Fettuccine with asparagus and lemon cream sauce
Fresh asparagus is the star in this simple springtime pasta. When the fettucine is almost cooked, drop in the asparagus and drain the two together. Meanwhile, cook shallots in a little butter with cream, lemon rind and juice, Parmesan, and plenty of black pepper. The dish is easy enough for a weeknight, elegant enough for a dinner party.
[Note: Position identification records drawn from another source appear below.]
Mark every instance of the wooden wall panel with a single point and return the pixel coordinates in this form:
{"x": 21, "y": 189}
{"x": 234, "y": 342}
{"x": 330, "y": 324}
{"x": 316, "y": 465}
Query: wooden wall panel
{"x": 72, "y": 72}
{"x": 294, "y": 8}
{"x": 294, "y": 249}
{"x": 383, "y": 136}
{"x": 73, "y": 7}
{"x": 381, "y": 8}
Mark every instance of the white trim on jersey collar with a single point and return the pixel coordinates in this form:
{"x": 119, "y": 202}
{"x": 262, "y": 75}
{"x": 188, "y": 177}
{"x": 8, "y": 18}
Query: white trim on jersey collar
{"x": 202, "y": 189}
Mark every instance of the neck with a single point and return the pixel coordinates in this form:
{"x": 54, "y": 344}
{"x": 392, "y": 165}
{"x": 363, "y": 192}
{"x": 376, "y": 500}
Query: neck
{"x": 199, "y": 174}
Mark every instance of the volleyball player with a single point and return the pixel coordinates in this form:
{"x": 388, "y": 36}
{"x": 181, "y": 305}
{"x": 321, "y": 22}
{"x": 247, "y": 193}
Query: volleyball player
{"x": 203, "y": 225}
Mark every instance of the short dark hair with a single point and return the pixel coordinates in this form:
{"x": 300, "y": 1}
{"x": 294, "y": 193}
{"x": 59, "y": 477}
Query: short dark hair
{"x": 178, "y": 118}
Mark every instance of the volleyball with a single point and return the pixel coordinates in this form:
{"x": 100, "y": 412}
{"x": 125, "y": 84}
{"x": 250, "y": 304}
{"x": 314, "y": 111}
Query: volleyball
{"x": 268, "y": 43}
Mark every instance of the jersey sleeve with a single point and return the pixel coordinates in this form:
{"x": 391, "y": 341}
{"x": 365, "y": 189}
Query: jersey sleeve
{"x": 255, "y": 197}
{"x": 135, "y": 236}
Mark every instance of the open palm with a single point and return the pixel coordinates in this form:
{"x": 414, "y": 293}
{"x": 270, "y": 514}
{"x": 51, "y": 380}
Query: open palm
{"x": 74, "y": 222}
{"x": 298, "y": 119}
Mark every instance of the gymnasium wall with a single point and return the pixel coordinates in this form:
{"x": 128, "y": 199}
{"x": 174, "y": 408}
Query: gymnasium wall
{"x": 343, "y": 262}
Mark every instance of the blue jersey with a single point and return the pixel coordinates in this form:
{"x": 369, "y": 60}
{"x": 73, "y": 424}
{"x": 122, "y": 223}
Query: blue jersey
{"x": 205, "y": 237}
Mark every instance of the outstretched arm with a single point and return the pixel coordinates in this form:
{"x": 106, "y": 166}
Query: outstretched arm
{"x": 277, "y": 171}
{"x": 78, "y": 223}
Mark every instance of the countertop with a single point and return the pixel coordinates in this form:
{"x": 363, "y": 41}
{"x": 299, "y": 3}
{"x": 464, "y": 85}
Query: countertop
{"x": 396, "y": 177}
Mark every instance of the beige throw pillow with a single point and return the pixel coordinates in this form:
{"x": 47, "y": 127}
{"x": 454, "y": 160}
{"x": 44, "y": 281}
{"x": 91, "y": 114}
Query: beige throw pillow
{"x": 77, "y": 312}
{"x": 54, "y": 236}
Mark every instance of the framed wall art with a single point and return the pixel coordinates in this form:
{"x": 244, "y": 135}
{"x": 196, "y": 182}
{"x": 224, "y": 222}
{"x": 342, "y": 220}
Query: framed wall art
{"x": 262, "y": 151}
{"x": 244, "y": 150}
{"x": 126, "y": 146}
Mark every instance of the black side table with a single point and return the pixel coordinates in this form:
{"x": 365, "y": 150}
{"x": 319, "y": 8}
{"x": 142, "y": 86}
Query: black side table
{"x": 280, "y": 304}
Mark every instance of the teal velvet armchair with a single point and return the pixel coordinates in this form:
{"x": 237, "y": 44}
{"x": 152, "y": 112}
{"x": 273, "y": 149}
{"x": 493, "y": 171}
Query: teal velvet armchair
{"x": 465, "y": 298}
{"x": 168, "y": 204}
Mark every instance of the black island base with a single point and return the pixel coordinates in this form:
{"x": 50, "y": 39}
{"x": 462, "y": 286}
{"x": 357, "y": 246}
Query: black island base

|Salt and pepper, to taste|
|1||pound dried fettuccine|
|2||bunches fresh asparagus, ends snapped, stalks cut into 1-inch pieces|
|½||cup heavy cream|
|Grated rind and juice of 1 lemon|
|1||cup grated Parmesan cheese|
|Extra grated Parmesan (for serving)|
1. Bring a large pot of salted water to a boil. Add the fettuccine. Cook, stirring occasionally, for 5 minutes. Add the asparagus and cook 2 minutes more, or until asparagus and pasta are tender, but still have some bite. Dip a heatproof measuring cup into the pasta water and remove 1 cup. Drain the pasta mixture into a colander, and return to the pot.
2. Meanwhile, in a large skillet over medium heat, melt the butter. Add the shallots and cook, stirring often, for 5 minutes. Add the cream, lemon rind and juice, 1 cup Parmesan, ½ cup pasta cooking water, salt, and pepper.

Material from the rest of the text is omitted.